The citation processing also likely needs to be pluggable. Microsoft’s XSLT-based solution, for example, is not very good. OTOH, if they were, say, to write a fast C# or F#-based CSL processor that fully supported the spec, that problem would go away.

Second, he warns:

If they wait too long, we will probably see the online word processors such as Google Docs, Zoho Writer start adding an API for citations and bibliographies and all of the sudden become very serious alternatives for writing scientific papers.

I’m not holding my breath, given all the other limitations and problems I see in Google Docs. And if they add it, they still need to consider the document interoperability concerns I note above and in the earlier post. But coupling APIs with standardized and embedded document metadata can help solve all of these problems.

4 Comments

  1. Thanks for picking up the discussion from my recent blog post. From the current limitations of citations in Microsoft Word 2007/2008 (citations stored in one flat file, limited citation styles) I see the first one as more important. Allowing access to different kinds of data storage (and a search function) would go a long way. Citation styles are less important, at least for journal submissions. I do believe that we have far too many citation styles, and journal submission systems usually check and transform the bibliographies anyway.

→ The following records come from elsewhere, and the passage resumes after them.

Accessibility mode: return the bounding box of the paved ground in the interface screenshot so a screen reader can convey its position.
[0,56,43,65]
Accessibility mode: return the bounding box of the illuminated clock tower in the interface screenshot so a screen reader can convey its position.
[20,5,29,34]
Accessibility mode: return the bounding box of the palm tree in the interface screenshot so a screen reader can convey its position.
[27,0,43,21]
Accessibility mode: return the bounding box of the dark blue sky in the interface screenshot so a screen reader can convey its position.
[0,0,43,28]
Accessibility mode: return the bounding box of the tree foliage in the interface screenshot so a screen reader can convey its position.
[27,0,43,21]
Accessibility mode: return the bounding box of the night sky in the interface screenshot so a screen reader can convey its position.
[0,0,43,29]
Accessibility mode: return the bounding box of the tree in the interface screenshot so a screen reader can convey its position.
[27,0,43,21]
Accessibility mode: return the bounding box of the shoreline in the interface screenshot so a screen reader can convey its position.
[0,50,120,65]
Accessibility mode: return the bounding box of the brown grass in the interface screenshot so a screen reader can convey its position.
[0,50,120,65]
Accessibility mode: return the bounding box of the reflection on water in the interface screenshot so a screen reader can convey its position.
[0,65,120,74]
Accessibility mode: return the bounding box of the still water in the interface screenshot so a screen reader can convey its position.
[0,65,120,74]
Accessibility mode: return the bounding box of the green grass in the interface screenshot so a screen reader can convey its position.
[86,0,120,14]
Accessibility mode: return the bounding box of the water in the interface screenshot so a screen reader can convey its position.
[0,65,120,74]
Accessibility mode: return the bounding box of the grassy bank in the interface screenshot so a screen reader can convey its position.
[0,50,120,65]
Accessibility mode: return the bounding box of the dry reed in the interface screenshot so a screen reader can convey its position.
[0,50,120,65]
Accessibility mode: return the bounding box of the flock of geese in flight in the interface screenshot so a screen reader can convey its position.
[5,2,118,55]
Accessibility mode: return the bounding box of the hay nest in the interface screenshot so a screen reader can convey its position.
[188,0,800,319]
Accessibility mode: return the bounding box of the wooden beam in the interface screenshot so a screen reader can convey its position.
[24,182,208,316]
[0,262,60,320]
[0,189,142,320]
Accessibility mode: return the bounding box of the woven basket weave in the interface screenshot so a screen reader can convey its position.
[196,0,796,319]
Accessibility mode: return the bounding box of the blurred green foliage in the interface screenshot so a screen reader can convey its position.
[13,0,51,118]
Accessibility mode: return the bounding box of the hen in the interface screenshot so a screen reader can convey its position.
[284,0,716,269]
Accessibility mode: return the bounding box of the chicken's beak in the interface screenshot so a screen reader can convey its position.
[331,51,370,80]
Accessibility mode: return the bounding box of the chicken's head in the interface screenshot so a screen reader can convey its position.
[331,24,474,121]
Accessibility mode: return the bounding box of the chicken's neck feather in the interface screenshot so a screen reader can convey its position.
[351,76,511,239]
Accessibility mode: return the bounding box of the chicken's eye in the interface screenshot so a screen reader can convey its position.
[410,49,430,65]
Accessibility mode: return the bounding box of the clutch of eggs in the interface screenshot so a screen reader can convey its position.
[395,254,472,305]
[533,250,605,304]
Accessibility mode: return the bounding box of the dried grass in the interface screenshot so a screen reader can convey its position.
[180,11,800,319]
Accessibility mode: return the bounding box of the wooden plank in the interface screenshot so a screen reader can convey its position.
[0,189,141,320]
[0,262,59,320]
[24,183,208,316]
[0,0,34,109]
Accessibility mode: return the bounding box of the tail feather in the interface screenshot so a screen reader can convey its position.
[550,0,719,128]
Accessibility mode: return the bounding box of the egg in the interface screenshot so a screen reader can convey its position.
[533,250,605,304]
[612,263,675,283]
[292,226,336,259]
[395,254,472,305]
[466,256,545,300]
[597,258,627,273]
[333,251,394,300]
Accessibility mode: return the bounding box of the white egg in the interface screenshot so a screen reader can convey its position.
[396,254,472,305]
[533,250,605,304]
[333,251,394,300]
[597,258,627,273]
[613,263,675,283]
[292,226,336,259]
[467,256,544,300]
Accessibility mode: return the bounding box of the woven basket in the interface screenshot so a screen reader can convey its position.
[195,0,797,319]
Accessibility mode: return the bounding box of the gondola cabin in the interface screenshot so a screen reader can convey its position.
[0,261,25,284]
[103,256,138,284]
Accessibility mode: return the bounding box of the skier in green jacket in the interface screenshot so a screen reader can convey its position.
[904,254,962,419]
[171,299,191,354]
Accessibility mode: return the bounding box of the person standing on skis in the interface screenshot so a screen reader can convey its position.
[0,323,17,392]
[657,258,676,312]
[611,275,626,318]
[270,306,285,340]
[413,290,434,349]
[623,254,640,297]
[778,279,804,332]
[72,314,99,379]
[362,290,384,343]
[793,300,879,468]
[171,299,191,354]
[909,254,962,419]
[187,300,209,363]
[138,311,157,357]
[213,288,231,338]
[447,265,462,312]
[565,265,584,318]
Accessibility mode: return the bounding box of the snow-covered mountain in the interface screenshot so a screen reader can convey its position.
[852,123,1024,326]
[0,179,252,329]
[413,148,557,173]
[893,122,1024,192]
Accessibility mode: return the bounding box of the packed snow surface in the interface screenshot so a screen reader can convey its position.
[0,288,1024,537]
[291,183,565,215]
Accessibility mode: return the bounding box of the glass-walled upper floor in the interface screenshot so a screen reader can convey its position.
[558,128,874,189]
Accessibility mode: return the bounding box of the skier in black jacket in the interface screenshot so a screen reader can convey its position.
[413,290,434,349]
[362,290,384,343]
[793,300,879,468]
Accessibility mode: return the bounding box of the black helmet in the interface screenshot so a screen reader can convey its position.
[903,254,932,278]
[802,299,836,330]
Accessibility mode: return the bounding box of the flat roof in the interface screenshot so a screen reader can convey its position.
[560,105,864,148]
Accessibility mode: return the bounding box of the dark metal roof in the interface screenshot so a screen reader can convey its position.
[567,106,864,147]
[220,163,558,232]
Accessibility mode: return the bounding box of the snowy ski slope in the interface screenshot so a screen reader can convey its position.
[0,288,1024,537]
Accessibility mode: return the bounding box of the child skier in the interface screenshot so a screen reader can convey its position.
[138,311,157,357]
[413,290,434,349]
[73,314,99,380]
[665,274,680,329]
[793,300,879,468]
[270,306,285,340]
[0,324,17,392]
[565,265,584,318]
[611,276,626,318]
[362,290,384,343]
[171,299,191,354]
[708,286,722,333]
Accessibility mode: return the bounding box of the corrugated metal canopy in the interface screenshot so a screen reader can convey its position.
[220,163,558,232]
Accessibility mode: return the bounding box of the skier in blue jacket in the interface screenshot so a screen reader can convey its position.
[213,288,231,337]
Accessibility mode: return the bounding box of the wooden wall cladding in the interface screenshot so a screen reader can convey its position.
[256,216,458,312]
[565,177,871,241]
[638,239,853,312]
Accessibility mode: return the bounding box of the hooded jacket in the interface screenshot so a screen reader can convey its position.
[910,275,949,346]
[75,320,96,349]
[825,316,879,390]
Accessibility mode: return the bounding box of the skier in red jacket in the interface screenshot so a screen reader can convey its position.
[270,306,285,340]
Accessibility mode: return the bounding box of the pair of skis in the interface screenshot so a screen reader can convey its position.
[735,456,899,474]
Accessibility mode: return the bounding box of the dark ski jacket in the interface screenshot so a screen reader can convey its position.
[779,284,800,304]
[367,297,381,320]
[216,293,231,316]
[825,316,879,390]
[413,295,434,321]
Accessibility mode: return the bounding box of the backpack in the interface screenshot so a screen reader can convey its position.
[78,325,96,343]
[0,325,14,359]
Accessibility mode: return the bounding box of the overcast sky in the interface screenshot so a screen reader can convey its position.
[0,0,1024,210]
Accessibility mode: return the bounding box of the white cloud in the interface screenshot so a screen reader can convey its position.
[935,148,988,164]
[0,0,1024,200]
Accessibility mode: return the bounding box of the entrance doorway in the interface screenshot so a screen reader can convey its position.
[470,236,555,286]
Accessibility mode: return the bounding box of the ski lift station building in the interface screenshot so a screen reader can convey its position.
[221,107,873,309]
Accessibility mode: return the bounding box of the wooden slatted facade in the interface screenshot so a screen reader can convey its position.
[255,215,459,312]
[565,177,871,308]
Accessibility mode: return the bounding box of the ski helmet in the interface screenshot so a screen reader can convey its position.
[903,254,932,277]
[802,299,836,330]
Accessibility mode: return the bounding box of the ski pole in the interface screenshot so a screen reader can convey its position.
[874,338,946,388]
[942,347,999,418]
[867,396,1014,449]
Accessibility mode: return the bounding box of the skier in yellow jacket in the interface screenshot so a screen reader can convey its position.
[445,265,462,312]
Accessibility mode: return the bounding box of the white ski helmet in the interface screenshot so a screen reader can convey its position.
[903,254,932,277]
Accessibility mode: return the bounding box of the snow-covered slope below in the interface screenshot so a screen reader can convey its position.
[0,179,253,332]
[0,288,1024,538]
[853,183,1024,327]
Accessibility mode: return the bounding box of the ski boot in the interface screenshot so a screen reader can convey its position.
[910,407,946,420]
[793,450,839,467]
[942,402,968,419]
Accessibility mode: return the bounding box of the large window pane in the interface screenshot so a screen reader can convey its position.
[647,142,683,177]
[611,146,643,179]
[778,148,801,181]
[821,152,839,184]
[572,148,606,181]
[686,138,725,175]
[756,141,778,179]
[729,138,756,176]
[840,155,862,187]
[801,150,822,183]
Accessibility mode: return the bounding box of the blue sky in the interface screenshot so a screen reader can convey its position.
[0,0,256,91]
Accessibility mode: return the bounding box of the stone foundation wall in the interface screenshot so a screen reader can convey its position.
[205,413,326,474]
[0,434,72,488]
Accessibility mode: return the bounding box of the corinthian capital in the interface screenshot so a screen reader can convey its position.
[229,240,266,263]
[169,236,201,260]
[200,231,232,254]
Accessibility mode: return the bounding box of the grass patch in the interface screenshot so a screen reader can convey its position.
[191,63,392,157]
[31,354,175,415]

    The second best bet would be a standardized plugin that is supported by more than one reference manager.

  2. darcusb says:

    Hi Martin: I would have posted a comment on your post, but didn’t feel like signing up.

    It’s funny/interesting that you should say citation styles aren’t that important given the extreme anxiety often on view among academics when an application like Zotero gets a minor detail wrong. It’s unfortunate, really. But I do think in general it is a real issue (notwithstanding some exceptions).

    I see efforts like CSL as a way to drag this stuff into the 21st century. I would hope that over time, though, the academy will be able to rationalize this and drop the myriad of archaic ways that we communicate something pretty basic: how to find a source. The web really should, and can, change how we do this.

    But, as a friend of mine once said, the academy is more conservative than the Vatican!

  3. You are of course right about academics being rather conservative. And CSL is a great effort. But in a citation I only care that it finds the source, and at least for academic papers we have the Digital Object Identifier (DOI) for that. I would rather leave it to the journal - which is cross-checking the citations anyway - to format the bibliography in the style they prefer.

    To increase readability of the draft manuscript, you probably want to add some basic info to the DOI, e.g. first author and year, but 1000+ citation styles?

  4. darcusb says:

    Martin, I guess what I’m saying is that in my experience (in the social sciences and humanities), this …

    I would rather leave it to the journal - which is cross-checking the citations anyway - to format the bibliography in the style they prefer.

    … doesn’t really happen, and I’ve heard of people getting major grief (from editors, advisors), etc. about minor formatting mistakes. Consider also fields like history, where people are citing 15th century manuscripts. Suffice to DOIs are uncommon there. E.g. I agree with your priorities, but just don’t think we’re there yet.